Again, regardless of what the lease says, the 1985 Act requirements must be complied with, in order to recover costs incurred.
Should a landlord charge all of these costs to residents?
This is perhaps a follow-on question from the above. Knowing what you can lawfully charge will allow you to understand what you are likely to recover. From there, you can make decisions about which costs will actually be charged and which will not. Anything that can lawfully be charged but is not would amount to a concession to leaseholders – the landlord would be waiving a charge it was entitled to seek to recover.
There is no legal requirement for a landlord to pay to keep residents safe from the effects of the pandemic - though again leases should be considered for any terms which could be said to amount to a contractual obligation to do just that. There are some limits on what can be charged to tenants under s11 of the Landlord and Tenant Act 1985, which requires a landlord to keep a let dwelling and service installations in repair – but this does not apply to long leaseholders and in any event the obligations would likely be of limited application to dealing with the pandemic.
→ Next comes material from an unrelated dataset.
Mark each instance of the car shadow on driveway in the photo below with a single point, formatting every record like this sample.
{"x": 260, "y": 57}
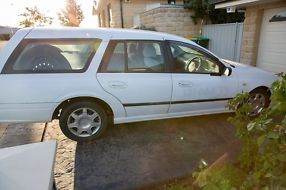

Are residents entitled to a refund for a reduced or suspended services?
For fixed service charge models, this will depend on the lease. If the lease makes payment conditional on the provision of the services, leaseholders might have rights to make a deduction. It is probably more likely that the resident must pay regardless of the services provided, and consider whether it has a claim against the landlord for breach of the lease terms in respect of services promised but not delivered. Leases commonly contain provisions stating that a landlord is not liable for services not provided for matters outside its control, which may mean there is no breach.
A leaseholder could seek to exercise the right of set-off (reduction in payments against breaches which have caused them a loss), although many leases specifically exclude leaseholders from exercising the right of set off. If set off is not available, then unless the landlord and leaseholder can agree something, a leaseholder with a variable service charge would have to issue a claim in the First-tier Tribunal (Property Chamber) for a determination that the service charge is unreasonably high, or for a leaseholder with a fixed service charge a claim for breach of the lease would have to be brought via Court proceedings. This could make such a process unattractive to leaseholders as it will involve spending time and money, with no guarantee of reward.
In a variable model, if the actual costs of service delivery are lower because the landlord doesn’t provide as much, then naturally the service charge would be expected to be lower. However, that won't necessarily mean no cost for no services as some costs cannot be reduced to nil even where the services are completely suspended. And of course the extra pandemic related costs could easily outweigh any savings against reduced services. As to whether a refund is payable, that will depend on the terms of the lease – most leases will not provide for an overpayment to be refunded, instead it will be credited to the next year's service charge payment.